Crypto news

17.06.2026
13:53

Bitcoin frozen in anticipation of the Fed's verdict: mixed flows on exchanges cause confusion

The Bitcoin (BTC) market has entered a phase of uncertainty, showing conflicting signals in exchange flows ahead of the key U.S. Federal Reserve meeting. Some analysts see signs of accumulation, while others note a reversal toward coins flowing into trading platforms. However, all agree on one thing: the next significant market move will likely begin with the Fed's decision.

Accumulation on the Short Horizon

Analysis of data over the last 24 hours indicates an outflow of about 5,000 BTC from exchanges. Simultaneously, reserves of the stablecoin USDT are growing on platforms. This combination—withdrawing the base asset and an influx of liquidity—is a classic accumulation pattern. The key question here is the participants' motivation: is it a confident long-term bet or simply hedging positions? The difference between these scenarios is fundamental for assessing the sustainability of demand.

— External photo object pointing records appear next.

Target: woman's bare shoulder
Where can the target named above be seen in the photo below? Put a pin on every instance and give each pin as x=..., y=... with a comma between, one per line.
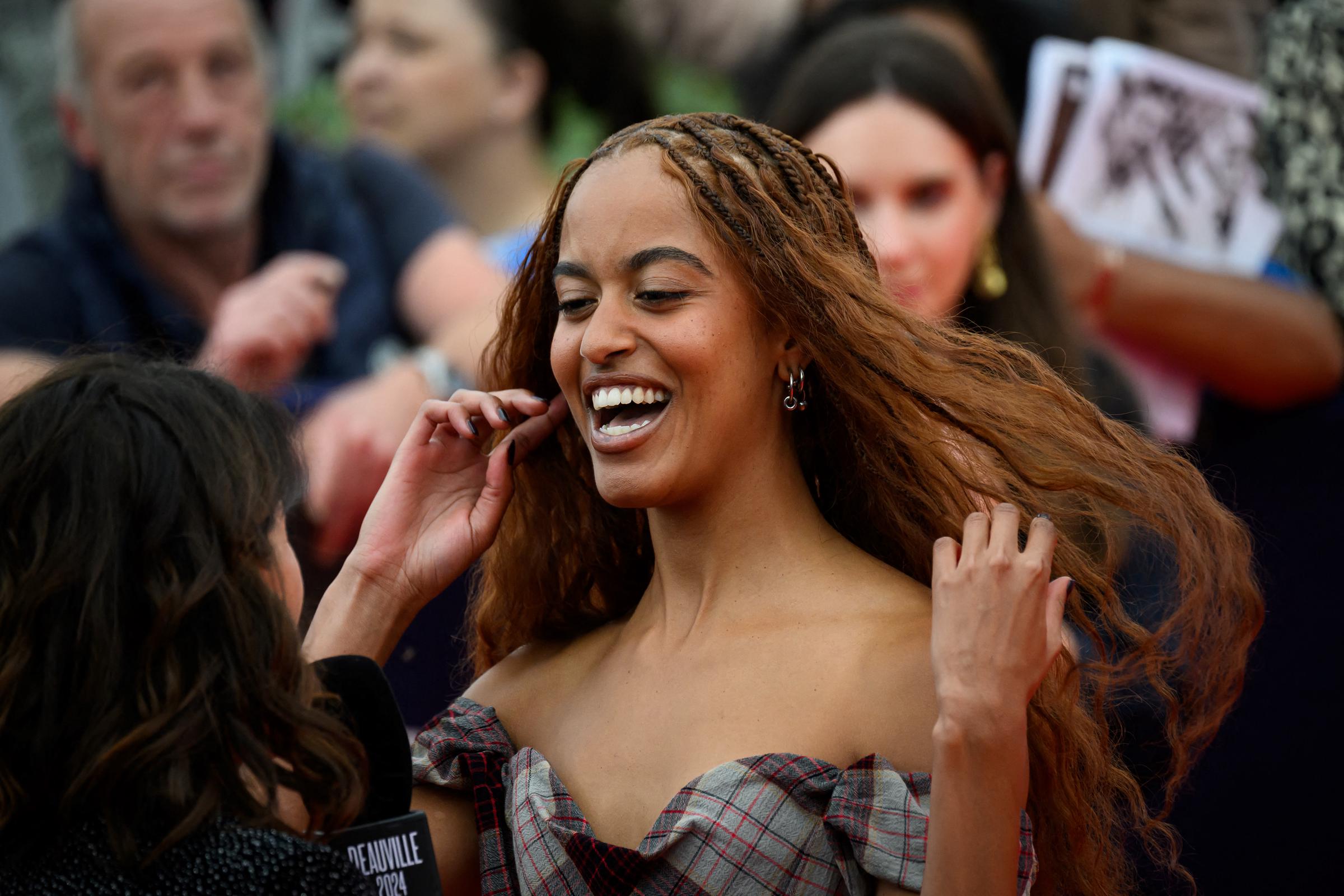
x=889, y=628
x=535, y=673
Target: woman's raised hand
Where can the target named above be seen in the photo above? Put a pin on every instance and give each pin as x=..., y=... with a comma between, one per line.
x=442, y=500
x=996, y=617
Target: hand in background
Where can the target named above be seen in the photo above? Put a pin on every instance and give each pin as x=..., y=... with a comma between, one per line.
x=1076, y=260
x=267, y=325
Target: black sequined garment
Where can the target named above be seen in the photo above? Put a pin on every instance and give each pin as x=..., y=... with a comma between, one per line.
x=220, y=860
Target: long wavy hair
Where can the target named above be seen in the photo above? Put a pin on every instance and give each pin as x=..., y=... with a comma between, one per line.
x=911, y=428
x=151, y=680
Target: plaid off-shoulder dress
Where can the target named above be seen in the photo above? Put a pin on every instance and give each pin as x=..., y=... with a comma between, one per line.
x=777, y=824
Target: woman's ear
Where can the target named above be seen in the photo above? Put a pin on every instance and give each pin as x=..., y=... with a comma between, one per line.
x=792, y=359
x=522, y=88
x=993, y=183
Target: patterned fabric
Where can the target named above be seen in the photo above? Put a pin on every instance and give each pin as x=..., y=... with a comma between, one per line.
x=777, y=824
x=1304, y=137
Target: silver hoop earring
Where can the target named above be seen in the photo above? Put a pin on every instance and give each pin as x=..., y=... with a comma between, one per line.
x=797, y=396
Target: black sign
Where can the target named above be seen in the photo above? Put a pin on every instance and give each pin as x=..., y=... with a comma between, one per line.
x=395, y=855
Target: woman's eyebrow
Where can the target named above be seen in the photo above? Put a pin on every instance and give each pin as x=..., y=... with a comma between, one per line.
x=654, y=254
x=570, y=269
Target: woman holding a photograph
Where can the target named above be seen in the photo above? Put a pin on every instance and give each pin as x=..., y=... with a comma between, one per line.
x=727, y=554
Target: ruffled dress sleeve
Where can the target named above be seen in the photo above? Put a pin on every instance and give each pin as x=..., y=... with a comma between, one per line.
x=468, y=750
x=879, y=821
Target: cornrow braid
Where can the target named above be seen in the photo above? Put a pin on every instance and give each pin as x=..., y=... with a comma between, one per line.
x=741, y=184
x=713, y=198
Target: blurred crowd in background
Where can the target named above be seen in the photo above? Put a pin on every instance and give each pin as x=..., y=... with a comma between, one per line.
x=416, y=146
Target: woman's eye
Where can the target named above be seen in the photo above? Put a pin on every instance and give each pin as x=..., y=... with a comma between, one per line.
x=407, y=42
x=929, y=195
x=572, y=307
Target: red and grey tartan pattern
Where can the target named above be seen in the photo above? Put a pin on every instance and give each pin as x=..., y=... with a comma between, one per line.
x=777, y=824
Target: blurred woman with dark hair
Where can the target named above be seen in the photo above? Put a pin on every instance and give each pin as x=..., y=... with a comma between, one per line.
x=155, y=707
x=472, y=89
x=929, y=151
x=160, y=730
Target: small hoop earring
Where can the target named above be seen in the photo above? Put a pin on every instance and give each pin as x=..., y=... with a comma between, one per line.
x=797, y=396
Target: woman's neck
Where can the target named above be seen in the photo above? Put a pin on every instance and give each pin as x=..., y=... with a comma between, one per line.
x=499, y=183
x=734, y=553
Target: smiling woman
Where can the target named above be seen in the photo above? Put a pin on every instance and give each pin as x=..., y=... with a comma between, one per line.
x=731, y=645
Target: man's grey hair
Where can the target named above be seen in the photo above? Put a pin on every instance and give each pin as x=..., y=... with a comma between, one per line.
x=71, y=61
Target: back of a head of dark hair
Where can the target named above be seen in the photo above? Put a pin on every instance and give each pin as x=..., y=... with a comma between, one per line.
x=886, y=55
x=144, y=661
x=588, y=53
x=1007, y=30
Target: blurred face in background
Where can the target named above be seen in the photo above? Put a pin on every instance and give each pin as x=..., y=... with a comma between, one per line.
x=924, y=200
x=428, y=77
x=172, y=112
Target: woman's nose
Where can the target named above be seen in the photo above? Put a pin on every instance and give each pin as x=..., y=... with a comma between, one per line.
x=362, y=70
x=609, y=334
x=892, y=238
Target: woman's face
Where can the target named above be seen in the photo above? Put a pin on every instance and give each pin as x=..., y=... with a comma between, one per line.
x=284, y=578
x=650, y=308
x=424, y=76
x=922, y=199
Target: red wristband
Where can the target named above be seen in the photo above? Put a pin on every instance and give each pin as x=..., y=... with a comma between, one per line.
x=1099, y=297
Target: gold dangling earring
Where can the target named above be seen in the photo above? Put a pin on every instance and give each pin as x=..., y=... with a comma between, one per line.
x=991, y=281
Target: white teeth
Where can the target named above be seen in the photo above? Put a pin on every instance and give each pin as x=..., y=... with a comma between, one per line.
x=623, y=430
x=619, y=395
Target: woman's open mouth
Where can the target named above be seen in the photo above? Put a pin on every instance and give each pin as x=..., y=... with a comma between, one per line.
x=623, y=410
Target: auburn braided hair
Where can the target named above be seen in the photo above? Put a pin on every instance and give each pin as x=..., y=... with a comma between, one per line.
x=911, y=422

Notably, volatility remains compressed. This is a clear sign that the market is frozen in anticipation, avoiding sharp moves until the Fed's announcement. The combination of BTC outflows, USDT inflows, and low volatility paints a picture that cannot be ignored: the market is preparing for a breakout but is waiting for a trigger.

Reversal and Neutral Assessment

Looking at a broader time frame, a noticeable reversal in dynamics occurred on June 16. After several days of dominant outflows, the Exchange Netflow turned positive, reaching +1,418 BTC compared to an outflow of -3,838 BTC the previous day. Against this backdrop, the Bitcoin price corrected slightly downward.

The Funding Rate rose from 0.00145 to 0.005772 and has remained positive for ten consecutive days. This indicates not overheating, but a recovery in appetite for leveraged trading. Open Interest decreased over the day from approximately $23.5 billion to $23.09 billion, which, after a weekly increase of 5.66%, looks more like a partial closing of positions rather than aggressive buildup.

The overall assessment of the picture is neutral. Short-term liquidity has not completely disappeared, but no powerful influx of new capital is evident yet. The key signal for analysts will be whether BTC continues to "leave" exchanges in the coming days. If outflows resume, it will be a bullish sign. If inflows intensify, get ready for increased selling pressure.

My comment: In my view, the current situation is a classic "calm before the storm." The market has digested local euphoria and is now waiting for a macroeconomic catalyst. A scenario where the Fed holds rates steady will likely be perceived as positive for risk assets, which could trigger a sharp rise in BTC. However, any "hawkish" rhetoric could crash prices, given the accumulated uncertainty.